Meet Your Driver: Aarón Álvarez

Aarón Álvarez - May 19, 2023
 Aarón Álvarez is an immigrant who escaped the Nicaraguan revolution; today, he drives for Lyft while he pursues his dream of becoming a director.
Illustration by Natalie Foss

For our “Meet Your Driver” series, Rev asked several Lyft drivers to write about their lives, in their words. These are their stories.

I’m a film student. It’s something I’ve wanted to do since I was young. But it took me decades to get here.

I was born in Nicaragua. Growing up there, I loved pretending I was a clown in the circus. I would perform for my friends and kids in the neighborhood. I would wear my mom’s makeup and dress in different costumes. One time, I used one of my shirts to make a costume. It was a dress shirt, and I cut it up to make it smaller. My mom got very upset with me because getting clothes there isn’t as easy as it is in the United States. My family had a dog—a Chihuahua mix—that I would put in a tutu. 

I wanted to be a storyteller when I grew up.

I was seven years old when the Nicaraguan revolution happened. There was political and religious persecution. There were dead bodies out in the open. My grandfather, who I really admired, was disappeared. He was a storyteller, too. He performed on the radio. You can find some of his recordings online today.

My dad built an underground bunker for us to live in. We had no electricity and almost no food and water. We lived like that for months.

My parents sent me out of the country to escape the violence. The rest of my family eventually followed. We first lived in Panama, then we moved to Israel, and eventually, we settled in New York.

Those experiences really affected me. I decided I wanted to tell stories about the impact war has on kids. But my life took a different path.

What happened was my music career took off first. I played in a Spanish punk rock band in New York. We got signed by a big company and went on tours all over. Later, I started working for some of the biggest labels in the world. I did a little bit of everything: sales, marketing, merchandise. 

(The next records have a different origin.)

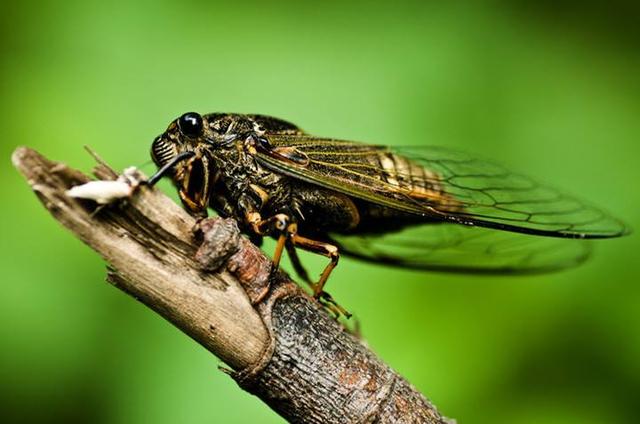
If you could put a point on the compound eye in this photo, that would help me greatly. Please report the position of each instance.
(190, 125)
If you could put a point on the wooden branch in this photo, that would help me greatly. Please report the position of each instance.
(219, 289)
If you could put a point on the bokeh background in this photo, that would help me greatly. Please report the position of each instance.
(551, 90)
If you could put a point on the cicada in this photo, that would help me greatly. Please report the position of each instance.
(427, 208)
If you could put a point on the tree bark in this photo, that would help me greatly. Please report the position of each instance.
(220, 289)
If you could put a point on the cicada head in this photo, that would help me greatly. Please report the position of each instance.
(180, 152)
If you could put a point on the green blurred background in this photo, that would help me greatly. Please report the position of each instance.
(550, 90)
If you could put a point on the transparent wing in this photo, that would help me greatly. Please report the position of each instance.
(442, 185)
(463, 249)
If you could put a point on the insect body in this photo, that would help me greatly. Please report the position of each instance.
(421, 207)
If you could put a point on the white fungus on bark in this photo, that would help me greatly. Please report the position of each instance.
(105, 192)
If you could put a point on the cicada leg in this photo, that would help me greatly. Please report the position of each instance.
(324, 249)
(289, 239)
(279, 223)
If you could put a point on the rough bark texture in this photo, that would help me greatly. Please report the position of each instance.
(219, 289)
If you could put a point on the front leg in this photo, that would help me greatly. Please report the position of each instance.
(277, 223)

About five years ago, in my mid-40s, I was laid off. I decided it was finally time to follow what I consider my first dream. I want to tell stories about war that I’ve thought about for so many years. So I enrolled in film school, and I began working on independent films. 

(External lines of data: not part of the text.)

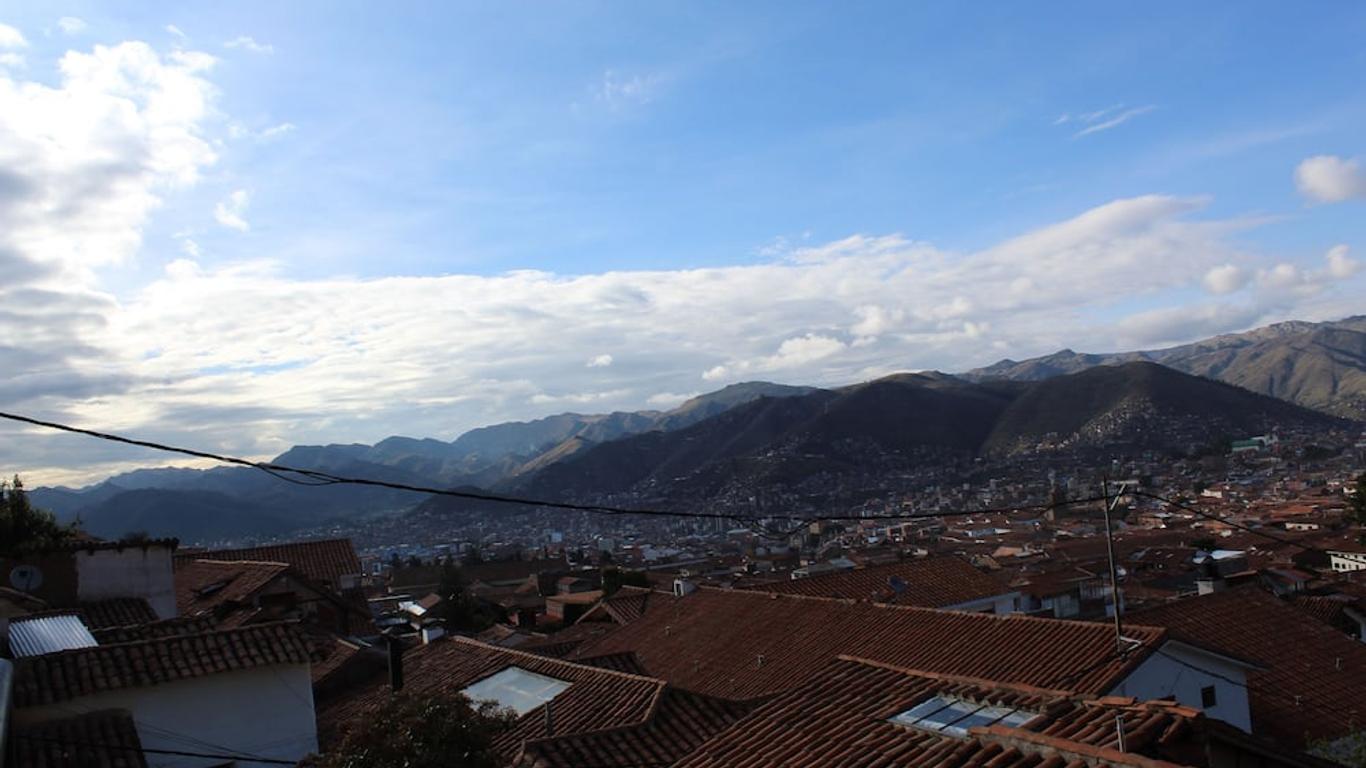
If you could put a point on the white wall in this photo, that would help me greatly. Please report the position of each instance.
(1000, 604)
(265, 712)
(1161, 677)
(133, 571)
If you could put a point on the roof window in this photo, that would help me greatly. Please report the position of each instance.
(954, 716)
(517, 689)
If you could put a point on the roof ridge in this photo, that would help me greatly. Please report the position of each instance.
(761, 595)
(551, 659)
(981, 682)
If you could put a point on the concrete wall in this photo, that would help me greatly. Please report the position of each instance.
(133, 571)
(264, 712)
(1161, 677)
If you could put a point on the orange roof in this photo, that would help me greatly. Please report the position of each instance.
(596, 698)
(213, 586)
(929, 582)
(325, 560)
(741, 644)
(842, 718)
(1314, 677)
(53, 678)
(96, 739)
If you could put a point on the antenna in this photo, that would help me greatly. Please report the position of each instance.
(1109, 547)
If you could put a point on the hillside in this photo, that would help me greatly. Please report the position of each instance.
(157, 499)
(904, 420)
(1317, 365)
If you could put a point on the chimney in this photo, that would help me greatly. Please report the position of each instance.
(395, 663)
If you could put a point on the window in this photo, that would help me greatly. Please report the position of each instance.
(517, 689)
(1208, 697)
(955, 716)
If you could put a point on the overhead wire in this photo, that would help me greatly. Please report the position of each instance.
(152, 750)
(328, 478)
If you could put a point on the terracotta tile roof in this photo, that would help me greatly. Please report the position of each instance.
(116, 612)
(929, 582)
(97, 739)
(596, 698)
(152, 630)
(678, 724)
(739, 644)
(216, 588)
(1314, 674)
(842, 718)
(71, 674)
(325, 560)
(1329, 608)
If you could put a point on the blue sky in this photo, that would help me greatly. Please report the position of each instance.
(329, 168)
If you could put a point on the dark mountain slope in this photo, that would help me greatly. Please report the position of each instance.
(1318, 365)
(913, 420)
(1139, 403)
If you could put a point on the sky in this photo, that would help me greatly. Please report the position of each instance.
(246, 226)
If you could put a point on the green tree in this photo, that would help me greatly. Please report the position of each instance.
(25, 528)
(432, 730)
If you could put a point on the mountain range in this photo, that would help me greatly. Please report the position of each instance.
(1317, 365)
(760, 435)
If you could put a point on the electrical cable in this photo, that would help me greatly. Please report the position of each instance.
(150, 750)
(327, 478)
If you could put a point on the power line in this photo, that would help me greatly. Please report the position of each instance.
(327, 478)
(314, 478)
(1230, 522)
(150, 750)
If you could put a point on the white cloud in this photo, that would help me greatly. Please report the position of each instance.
(1342, 265)
(71, 25)
(231, 211)
(1225, 279)
(1327, 178)
(256, 360)
(276, 131)
(88, 156)
(11, 37)
(668, 399)
(1107, 119)
(249, 44)
(619, 90)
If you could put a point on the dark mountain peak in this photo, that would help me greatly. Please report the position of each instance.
(1317, 365)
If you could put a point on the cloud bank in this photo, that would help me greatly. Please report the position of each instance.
(249, 358)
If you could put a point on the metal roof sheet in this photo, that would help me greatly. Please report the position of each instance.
(48, 634)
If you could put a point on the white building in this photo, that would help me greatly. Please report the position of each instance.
(227, 694)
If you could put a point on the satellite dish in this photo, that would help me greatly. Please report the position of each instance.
(26, 578)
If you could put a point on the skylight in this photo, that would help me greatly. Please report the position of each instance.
(955, 716)
(517, 689)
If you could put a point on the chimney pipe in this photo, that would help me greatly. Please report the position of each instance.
(395, 663)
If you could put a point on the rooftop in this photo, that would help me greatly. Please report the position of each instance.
(848, 715)
(929, 582)
(741, 644)
(325, 560)
(1314, 674)
(71, 674)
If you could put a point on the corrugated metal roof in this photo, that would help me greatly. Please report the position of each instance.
(48, 634)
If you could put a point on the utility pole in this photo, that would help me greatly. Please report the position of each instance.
(1109, 545)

I love any opportunity that allows me to be on set—either as a crew member or operating the camera or doing boom (that means microphone). I edit. I also do a lot of acting. I do a lot of background work. I’ve even been a body double. 

In the future, I want to direct my own films. I’m working on a few scripts. One of them is a documentary about child victims of war. 

Today, I’m a U.S. citizen. I haven’t been back to my birth country since I left. I have a lot of anger about what happened and a lot of bad memories. But recently I’ve been thinking about going back and taking some of my film projects to work on. I think it would be an opportunity to do something constructive.